US largest national wellness tourism market by far
China made biggest gains from 2013-2015
THE GLOBAL Wellness Institute (GWI) recently reported that global wellness tourism revenues grew an impressive 14 per cent from 2013-2105 (to $563 billion), more than twice as fast as overall tourism (6.9 per cent).
The institute also projected that this “unstoppable” travel category would grow another 37.5 per cent to $808 billion by the year 2020.
And in November during the World Travel Market (WTM) in London, the GWI released new data revealing that international wellness tourism revenues have been growing at a significantly faster clip (20 per cent from 2013-2015) than domestic wellness travel (11 per cent). And that secondary wellness tourism (wellness services sought during travel, but where wellness is not the main purpose of the trip) is growing slightly faster than primary wellness tourism (where the main purpose of the trip is wellness).
The top 20 national wellness travel markets (inbound and domestic combined) were also released, and the US remains the global powerhouse with $202 billion in revenues, or more than three times greater than the No.2 market, Germany. But China showed the biggest growth: jumping from the ninthlargest market in 2013, to fourth in 2015, with revenues growing more than 300 per cent, from $12.3 billion to $29.5 billion.
This new data was presented by the Wellness Travel Symposium at the WTM, which attracted more than 50,000 participants in 2016. The symposium had topics such as ‘Creating a Winning Wellness Strategy for Your Destination’ and how ‘Medical Wellness Concepts Are on the Rise’, featuring numerous global experts and executives – from Vinod Zutshi, secretary of tourism, India, to Joshua Luckow, executive director, Canyon Ranch.
INT’L WELLNESS TOURISM GROWING FAST
Domestic wellness tourism represents the majority of wellness trips (83 per cent) and revenues (67 per cent). But international/inbound wellness travel grew at a much faster rate than its domestic equivalent from 2013-2015 – 22 per cent growth in trips and 20 per cent growth in revenues for international, compared to 17 per cent and 11 per cent, respectively, for domestic. While international revenues grew more than twice as fast as domestic, both categories saw strong growth from 2013-2015 – international trips grew from 95.3 million to 116 million, while domestic trips jumped from 491 million to 575 million.
SECONDARY WELLNESS TOURISM DOMINATES AND GROWS SHARE
The bulk of wellness travel is done by secondary wellness tourists, those who seek wellness experiences during travel, but where wellness is not the primary motivation for the trip.
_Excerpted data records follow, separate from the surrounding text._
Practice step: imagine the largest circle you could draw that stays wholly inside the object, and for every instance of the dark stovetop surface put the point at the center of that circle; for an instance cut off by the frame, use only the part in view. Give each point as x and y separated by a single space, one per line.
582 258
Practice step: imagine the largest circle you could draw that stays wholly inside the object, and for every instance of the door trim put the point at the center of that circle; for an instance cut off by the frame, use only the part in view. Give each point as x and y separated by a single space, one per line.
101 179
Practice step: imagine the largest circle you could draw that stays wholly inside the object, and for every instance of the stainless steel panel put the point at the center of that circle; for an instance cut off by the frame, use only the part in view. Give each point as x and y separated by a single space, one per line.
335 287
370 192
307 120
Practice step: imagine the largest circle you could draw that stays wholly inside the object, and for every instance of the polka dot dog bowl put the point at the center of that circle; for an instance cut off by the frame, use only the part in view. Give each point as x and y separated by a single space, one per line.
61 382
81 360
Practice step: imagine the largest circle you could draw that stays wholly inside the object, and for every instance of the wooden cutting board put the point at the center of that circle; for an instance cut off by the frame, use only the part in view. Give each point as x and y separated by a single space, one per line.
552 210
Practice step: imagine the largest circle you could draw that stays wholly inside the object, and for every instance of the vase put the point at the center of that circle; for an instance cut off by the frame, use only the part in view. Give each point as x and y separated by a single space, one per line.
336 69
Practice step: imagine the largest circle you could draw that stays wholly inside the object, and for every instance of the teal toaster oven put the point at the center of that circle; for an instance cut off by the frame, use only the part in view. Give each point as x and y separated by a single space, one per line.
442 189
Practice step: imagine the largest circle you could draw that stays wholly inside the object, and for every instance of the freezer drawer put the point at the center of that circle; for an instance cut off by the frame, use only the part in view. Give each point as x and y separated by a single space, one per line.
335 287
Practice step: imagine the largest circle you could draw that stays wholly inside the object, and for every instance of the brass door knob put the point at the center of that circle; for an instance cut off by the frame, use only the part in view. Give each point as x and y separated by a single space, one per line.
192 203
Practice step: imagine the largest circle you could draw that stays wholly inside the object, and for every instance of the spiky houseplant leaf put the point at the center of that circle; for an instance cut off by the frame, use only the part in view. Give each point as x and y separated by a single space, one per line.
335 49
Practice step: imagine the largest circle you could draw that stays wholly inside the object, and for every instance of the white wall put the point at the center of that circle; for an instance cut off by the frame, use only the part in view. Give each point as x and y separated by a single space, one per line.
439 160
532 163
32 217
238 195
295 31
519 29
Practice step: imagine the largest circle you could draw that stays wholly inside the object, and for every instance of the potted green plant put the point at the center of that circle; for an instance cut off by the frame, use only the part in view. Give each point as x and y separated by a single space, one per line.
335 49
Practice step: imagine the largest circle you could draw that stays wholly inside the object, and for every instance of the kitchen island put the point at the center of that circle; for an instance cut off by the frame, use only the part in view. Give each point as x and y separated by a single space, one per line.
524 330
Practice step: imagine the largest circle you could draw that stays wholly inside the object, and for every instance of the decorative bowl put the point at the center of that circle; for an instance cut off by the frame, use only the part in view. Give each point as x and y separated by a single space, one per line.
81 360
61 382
Secondary wellness tourists accounted for 89 per cent of wellness tourism trips and 86 per cent of expenditures in 2015 – up from 87 per cent of trips and 84 per cent expenditures in 2013. While the travel and hospitality industry tends to focus on the primary wellness traveller (where wellness is the motivation for the trip), they need to pay keen attention to mainstream travellers who are increasingly incorporating more healthy experiences (whether spa treatments, fitness or food) into their overall leisure and business travel.
According to the report,“The Chinese consumer’s appetite for wellness-focused travel is huge and growing, but the current infrastructure for delivering these services and experiences in China at an international standard is still limited,” noted Katherine Johnston, senior research fellow, GWI.
She said, given the country’s unique wellness ‘assets’ – from herbal medicine to energy work and martial arts – there is enormous potential for China to become both an international and domestic wellness tourism destination.
Most European countries, Japan, and Canada actually showed a decline in wellness tourism revenues since 2013 – and many fell slightly in the rankings – due to significant depreciation of the euro and other major currencies against the US$ during this period.